Closed aminzabardast closed 6 years ago
It is perfectly possible to save the data into a mesh. Download Example STL File.
import numpy as np
import matplotlib.pyplot as plt
import matplotlib.tri as mtri
from mpl_toolkits.mplot3d import Axes3D
from stl import mesh
# Generating an equally spaced grid
x = np.arange(0, 100, 5)
x, y = np.meshgrid(x, x)
x = x.flatten()
y = y.flatten()
# Generating depth and magnifying the values since their absolute value is less than 1
z = (np.sinc((x-20)/100*3.14) + np.sinc((y-50)/100*3.14))*30
# Creating triangles from point (x, y) point cloud.
tries = mtri.Triangulation(x, y)
# # Uncomment Plotting Calculated Triangles and Surface
# fig = plt.figure()
# ax = fig.add_subplot(1, 1, 1)
# ax.triplot(tries) # Triangles
# fig = plt.figure()
# ax = fig.add_subplot(1, 1, 1, projection='3d')
# ax.plot_trisurf(x, y, z, triangles=tries.triangles, cmap='jet') # Surface
# plt.show() # Show plot
# Creating Mesh in the size of triangles
data = np.zeros(len(tries.triangles), dtype=mesh.Mesh.dtype)

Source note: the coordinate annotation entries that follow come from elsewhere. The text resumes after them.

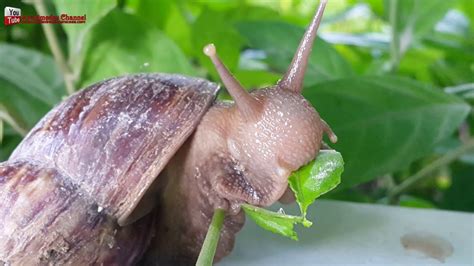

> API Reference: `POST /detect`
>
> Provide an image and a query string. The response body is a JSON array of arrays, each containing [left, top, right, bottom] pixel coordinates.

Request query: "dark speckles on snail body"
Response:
[[0, 1, 336, 265]]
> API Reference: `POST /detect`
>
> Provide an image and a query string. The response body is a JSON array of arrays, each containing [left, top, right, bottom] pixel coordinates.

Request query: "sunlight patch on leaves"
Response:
[[242, 151, 344, 240]]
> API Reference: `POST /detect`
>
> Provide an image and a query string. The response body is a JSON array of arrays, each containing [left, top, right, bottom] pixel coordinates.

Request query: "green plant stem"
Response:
[[389, 0, 400, 72], [196, 209, 225, 266], [33, 0, 74, 94], [388, 138, 474, 203]]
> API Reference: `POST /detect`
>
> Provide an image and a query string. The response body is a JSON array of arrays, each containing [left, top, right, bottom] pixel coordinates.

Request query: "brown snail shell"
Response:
[[0, 74, 218, 265]]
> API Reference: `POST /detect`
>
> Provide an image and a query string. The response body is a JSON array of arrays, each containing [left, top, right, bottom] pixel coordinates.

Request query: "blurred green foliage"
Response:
[[0, 0, 474, 211]]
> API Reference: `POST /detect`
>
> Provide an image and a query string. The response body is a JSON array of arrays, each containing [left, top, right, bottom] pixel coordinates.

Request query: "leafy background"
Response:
[[0, 0, 474, 212]]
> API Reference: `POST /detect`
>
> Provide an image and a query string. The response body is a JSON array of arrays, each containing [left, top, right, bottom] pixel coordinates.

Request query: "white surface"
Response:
[[219, 200, 474, 266]]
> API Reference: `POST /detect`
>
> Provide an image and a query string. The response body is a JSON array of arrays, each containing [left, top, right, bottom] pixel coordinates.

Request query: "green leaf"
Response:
[[242, 151, 344, 240], [81, 10, 196, 85], [385, 0, 455, 54], [288, 150, 344, 219], [53, 0, 116, 68], [441, 162, 474, 212], [242, 204, 303, 240], [191, 9, 243, 80], [0, 128, 22, 162], [303, 76, 470, 188], [0, 44, 66, 135], [0, 44, 66, 106], [0, 119, 3, 144], [237, 21, 353, 86]]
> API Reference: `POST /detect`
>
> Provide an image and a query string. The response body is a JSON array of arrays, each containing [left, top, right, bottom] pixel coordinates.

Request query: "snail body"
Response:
[[0, 1, 337, 265]]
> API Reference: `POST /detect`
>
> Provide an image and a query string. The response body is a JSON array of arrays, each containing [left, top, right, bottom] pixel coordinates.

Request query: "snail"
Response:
[[0, 0, 337, 265]]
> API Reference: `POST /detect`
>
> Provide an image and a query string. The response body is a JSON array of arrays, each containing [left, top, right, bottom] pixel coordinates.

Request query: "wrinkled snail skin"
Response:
[[0, 0, 337, 265], [147, 88, 328, 264], [144, 0, 337, 265]]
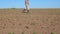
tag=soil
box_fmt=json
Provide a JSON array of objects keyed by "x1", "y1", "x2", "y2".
[{"x1": 0, "y1": 9, "x2": 60, "y2": 34}]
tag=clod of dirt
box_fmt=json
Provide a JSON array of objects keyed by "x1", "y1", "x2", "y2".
[
  {"x1": 25, "y1": 26, "x2": 29, "y2": 29},
  {"x1": 3, "y1": 27, "x2": 5, "y2": 29}
]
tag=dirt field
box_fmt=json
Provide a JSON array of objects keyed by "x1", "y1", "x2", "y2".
[{"x1": 0, "y1": 9, "x2": 60, "y2": 34}]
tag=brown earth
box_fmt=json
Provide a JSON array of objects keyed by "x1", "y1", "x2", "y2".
[{"x1": 0, "y1": 9, "x2": 60, "y2": 34}]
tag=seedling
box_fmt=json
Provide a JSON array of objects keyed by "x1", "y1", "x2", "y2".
[
  {"x1": 22, "y1": 32, "x2": 24, "y2": 34},
  {"x1": 25, "y1": 26, "x2": 29, "y2": 29},
  {"x1": 33, "y1": 32, "x2": 36, "y2": 34},
  {"x1": 8, "y1": 32, "x2": 14, "y2": 34},
  {"x1": 8, "y1": 32, "x2": 11, "y2": 34},
  {"x1": 51, "y1": 32, "x2": 56, "y2": 34}
]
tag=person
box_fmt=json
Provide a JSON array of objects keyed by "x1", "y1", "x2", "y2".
[{"x1": 25, "y1": 0, "x2": 29, "y2": 12}]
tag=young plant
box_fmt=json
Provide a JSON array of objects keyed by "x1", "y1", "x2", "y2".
[
  {"x1": 51, "y1": 32, "x2": 56, "y2": 34},
  {"x1": 8, "y1": 32, "x2": 11, "y2": 34},
  {"x1": 22, "y1": 32, "x2": 24, "y2": 34}
]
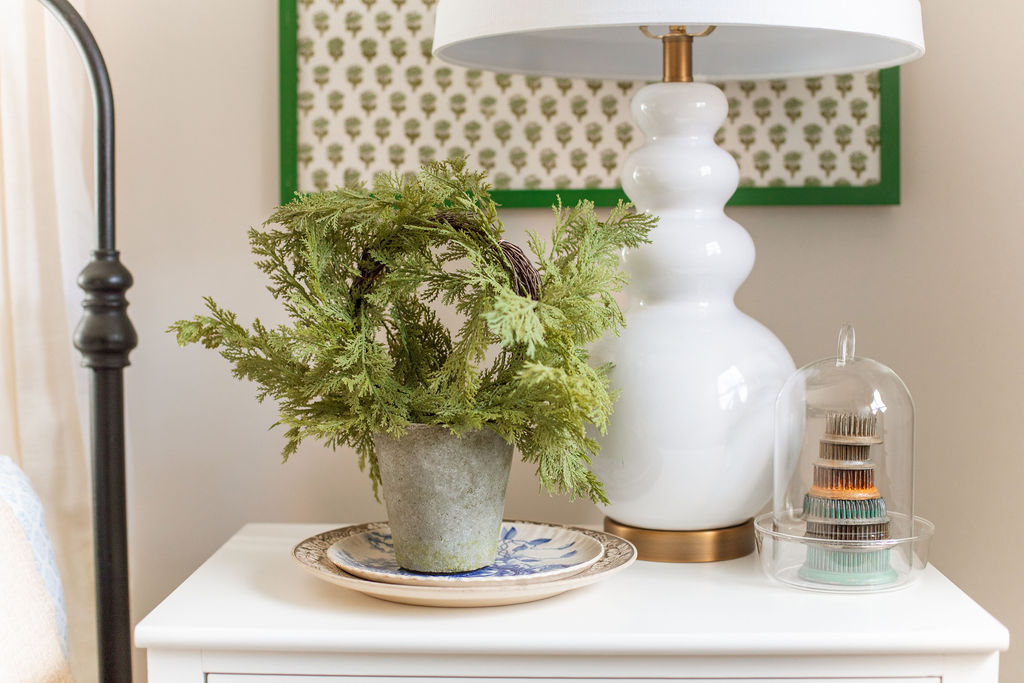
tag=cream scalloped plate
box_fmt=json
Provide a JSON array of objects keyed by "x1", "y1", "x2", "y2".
[{"x1": 292, "y1": 522, "x2": 637, "y2": 607}]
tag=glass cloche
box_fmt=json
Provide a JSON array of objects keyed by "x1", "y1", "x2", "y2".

mesh = mesh.Mesh(data, remove_empty_areas=False)
# Populating the mesh
mesh.x[:] = x[tries.triangles]
mesh.y[:] = y[tries.triangles]
mesh.z[:] = z[tries.triangles]
# Saving the mesh
mesh.save('mesh.stl')
Requirements:
numpy
matplotlib
numpy-stl
Check and try to create and save mesh with and without disparity maps.